J'en assume l'entière responsabilité, y compris lorsque s'y mêlent des jugements personnels sur des oeuvres et des auteurs, des conseils de lecture peu orthodoxes ou des pointes d'ironie. Le mot d'ordre que je m'efforce de suivre, lié à la lecture de Harry G. Frankfurt, est de ne pas mentir quand il est possible de baratiner, de ne pas baratiner quand ce n'est pas absolument nécessaire.

dimanche 22 septembre 2013

Se représenter des séries de sensations de qualités diverses

Etude de l'extrait de l'extrait de l'Essai sur les données immédiates de la conscience donné à commenter lors du test de rentrée.

« Bref, lorsque le déplacement de mon doigt le long d’une surface ou d’une ligne me procurera une série de sensations de qualités diverses, il arrivera de deux choses l’une : ou je me figurerai ces sensations dans la durée seulement, mais elles se succéderont alors de telle manière que je ne puisse, à un moment donné, me représenter plusieurs d’entre elles comme simultanées et pourtant distinctes ; — ou bien je discernerai un ordre de succession, mais c’est qu’alors j’ai la faculté, non seulement de percevoir une succession de termes, mais encore de les aligner ensemble après les avoir distingués ; en un mot, j’ai déjà l’idée d’espace.
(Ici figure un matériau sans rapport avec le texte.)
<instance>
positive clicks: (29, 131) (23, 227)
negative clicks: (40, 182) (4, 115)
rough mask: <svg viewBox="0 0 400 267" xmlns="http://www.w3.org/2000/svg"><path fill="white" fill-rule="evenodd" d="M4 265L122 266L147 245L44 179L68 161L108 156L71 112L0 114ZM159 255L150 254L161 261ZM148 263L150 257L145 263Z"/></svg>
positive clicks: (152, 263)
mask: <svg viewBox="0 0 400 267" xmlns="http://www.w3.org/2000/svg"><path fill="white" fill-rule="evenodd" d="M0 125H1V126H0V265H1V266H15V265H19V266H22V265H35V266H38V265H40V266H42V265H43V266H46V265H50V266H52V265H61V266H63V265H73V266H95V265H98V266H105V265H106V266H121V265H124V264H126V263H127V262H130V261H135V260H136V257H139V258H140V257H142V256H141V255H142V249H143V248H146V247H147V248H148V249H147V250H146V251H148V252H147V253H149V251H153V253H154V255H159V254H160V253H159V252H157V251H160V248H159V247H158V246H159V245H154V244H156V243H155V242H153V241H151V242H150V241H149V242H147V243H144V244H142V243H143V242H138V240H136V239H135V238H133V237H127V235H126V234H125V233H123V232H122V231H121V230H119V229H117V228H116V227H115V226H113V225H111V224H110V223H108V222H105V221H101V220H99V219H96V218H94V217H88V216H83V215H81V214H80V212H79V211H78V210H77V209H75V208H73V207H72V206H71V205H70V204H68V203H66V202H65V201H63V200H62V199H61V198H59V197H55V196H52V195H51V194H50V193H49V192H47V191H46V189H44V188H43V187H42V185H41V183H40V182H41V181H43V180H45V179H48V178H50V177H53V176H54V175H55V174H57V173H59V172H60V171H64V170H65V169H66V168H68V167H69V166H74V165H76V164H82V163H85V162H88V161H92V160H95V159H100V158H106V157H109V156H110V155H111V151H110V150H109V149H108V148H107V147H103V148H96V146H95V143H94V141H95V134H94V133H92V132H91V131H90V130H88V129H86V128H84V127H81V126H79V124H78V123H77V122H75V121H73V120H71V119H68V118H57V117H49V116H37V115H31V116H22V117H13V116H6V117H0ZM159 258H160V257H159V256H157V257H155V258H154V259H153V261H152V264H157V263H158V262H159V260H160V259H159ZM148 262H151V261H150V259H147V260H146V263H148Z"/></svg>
L’idée d’une série réversible dans la durée, ou même simplement d’un certain ordre de succession dans le temps, implique donc elle-même la représentation de l’espace, et ne saurait être employée à le définir. »

Dans ce passage, Bergson récapitule et conclut l'argumentation du § 19 de l'Essai. Il reprend l'exemple du début du paragraphe, celui du déplacement d'un doigt le long d'une surface, un mur ou le plateau d'une table, ou d'une ligne, une arête, le bord d'une couverture de livre.
Voici comment les choses étaient présentées au début du § 19 :
« Quand, les yeux fermés, nous promenons la main le long d'une surface, le frottement de nos doigts contre cette surface et surtout le jeu varié de nos articulations nous procurent une série de sensations, qui ne se distinguent que par leurs qualités, et qui présentent un certain ordre dans le temps.»
S'il faut fermer les yeux, c'est sans doute pour mieux prêter attention à la sensation tactile, comme l'aveugle-né de Diderot.
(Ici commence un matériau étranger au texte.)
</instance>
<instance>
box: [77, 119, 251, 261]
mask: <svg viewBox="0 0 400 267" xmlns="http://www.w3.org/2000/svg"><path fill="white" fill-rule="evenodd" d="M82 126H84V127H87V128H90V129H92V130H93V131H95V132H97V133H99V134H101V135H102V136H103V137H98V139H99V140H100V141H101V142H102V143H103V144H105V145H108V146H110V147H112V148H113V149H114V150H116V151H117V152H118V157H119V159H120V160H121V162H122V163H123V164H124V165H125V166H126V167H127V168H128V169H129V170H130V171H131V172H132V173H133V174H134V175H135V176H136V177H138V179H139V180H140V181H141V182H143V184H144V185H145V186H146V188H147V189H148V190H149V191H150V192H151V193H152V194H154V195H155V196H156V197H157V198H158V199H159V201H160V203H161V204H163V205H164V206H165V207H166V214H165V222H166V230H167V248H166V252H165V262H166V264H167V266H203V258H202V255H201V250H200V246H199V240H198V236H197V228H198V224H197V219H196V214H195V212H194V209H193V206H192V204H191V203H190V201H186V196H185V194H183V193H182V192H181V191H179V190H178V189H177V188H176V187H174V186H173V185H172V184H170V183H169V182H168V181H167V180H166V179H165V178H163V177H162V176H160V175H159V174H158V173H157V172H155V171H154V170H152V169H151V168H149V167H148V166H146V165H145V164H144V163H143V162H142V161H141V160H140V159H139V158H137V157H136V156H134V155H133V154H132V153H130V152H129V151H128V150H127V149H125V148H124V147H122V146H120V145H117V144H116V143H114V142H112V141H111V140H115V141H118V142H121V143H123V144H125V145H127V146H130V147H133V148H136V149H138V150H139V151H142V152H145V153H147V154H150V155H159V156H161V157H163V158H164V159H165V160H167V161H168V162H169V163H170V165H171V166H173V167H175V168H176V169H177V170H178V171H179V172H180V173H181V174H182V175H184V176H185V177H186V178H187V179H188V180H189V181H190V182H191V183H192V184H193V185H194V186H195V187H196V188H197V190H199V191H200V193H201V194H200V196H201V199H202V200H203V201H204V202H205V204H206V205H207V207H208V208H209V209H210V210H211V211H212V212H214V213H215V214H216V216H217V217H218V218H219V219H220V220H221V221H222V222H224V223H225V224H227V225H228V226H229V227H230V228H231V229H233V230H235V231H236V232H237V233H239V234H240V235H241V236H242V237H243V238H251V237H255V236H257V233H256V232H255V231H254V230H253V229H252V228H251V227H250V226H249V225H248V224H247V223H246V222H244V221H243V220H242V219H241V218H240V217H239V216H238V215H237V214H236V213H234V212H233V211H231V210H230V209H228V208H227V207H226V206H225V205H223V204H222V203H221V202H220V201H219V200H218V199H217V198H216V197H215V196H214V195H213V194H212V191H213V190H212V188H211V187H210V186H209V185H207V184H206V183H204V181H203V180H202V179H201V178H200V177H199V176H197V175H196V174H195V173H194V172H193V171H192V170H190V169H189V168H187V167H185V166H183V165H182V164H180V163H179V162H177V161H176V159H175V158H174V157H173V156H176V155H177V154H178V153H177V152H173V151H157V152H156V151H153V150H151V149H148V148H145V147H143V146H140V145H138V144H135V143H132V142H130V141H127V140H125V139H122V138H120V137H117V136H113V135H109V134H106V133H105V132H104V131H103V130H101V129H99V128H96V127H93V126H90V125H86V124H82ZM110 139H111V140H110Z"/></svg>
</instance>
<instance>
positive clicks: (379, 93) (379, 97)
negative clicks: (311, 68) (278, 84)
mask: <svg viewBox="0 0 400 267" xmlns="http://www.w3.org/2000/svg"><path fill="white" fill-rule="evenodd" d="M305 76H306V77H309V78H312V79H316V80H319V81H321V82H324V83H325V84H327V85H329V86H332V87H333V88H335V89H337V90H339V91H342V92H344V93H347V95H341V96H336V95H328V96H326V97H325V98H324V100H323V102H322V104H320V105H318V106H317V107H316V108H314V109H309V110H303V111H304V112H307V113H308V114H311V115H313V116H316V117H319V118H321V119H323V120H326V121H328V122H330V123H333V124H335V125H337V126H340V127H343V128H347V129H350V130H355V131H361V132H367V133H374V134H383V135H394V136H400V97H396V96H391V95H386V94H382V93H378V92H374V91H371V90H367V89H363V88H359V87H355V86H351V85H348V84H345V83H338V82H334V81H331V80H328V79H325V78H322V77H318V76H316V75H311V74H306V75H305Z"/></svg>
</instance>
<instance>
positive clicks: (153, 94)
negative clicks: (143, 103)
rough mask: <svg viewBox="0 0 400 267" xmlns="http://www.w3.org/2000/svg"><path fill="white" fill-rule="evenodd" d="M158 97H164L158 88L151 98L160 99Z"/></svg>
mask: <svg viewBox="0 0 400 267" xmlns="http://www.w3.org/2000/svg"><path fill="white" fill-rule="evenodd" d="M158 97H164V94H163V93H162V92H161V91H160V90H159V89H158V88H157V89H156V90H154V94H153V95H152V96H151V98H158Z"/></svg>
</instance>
Le choix de cet exemple est apparemment assez indifférent. Il s'agit de sentir quelque chose au bout des doigts, par le toucher. Il s'agit donc d'un exemple de sensation représentative et non affective, comme le fait d'éprouver de la douleur. Et ce n'est pas l'expérience de quelque chose de très complexe comme l'émotion ressentie dans une crise de fureur. Ce n'est pas non plus l'expérience de quelque chose d'inétendu et d'intangible mais bien la découverte ordinaire d'une portion tangible d'étendue matérielle. Ce que nous faisons quasiment en permanence à l'état de veille. Les sensations du toucher évoquées ne sont que des états simples, de nature et d'intensité variables.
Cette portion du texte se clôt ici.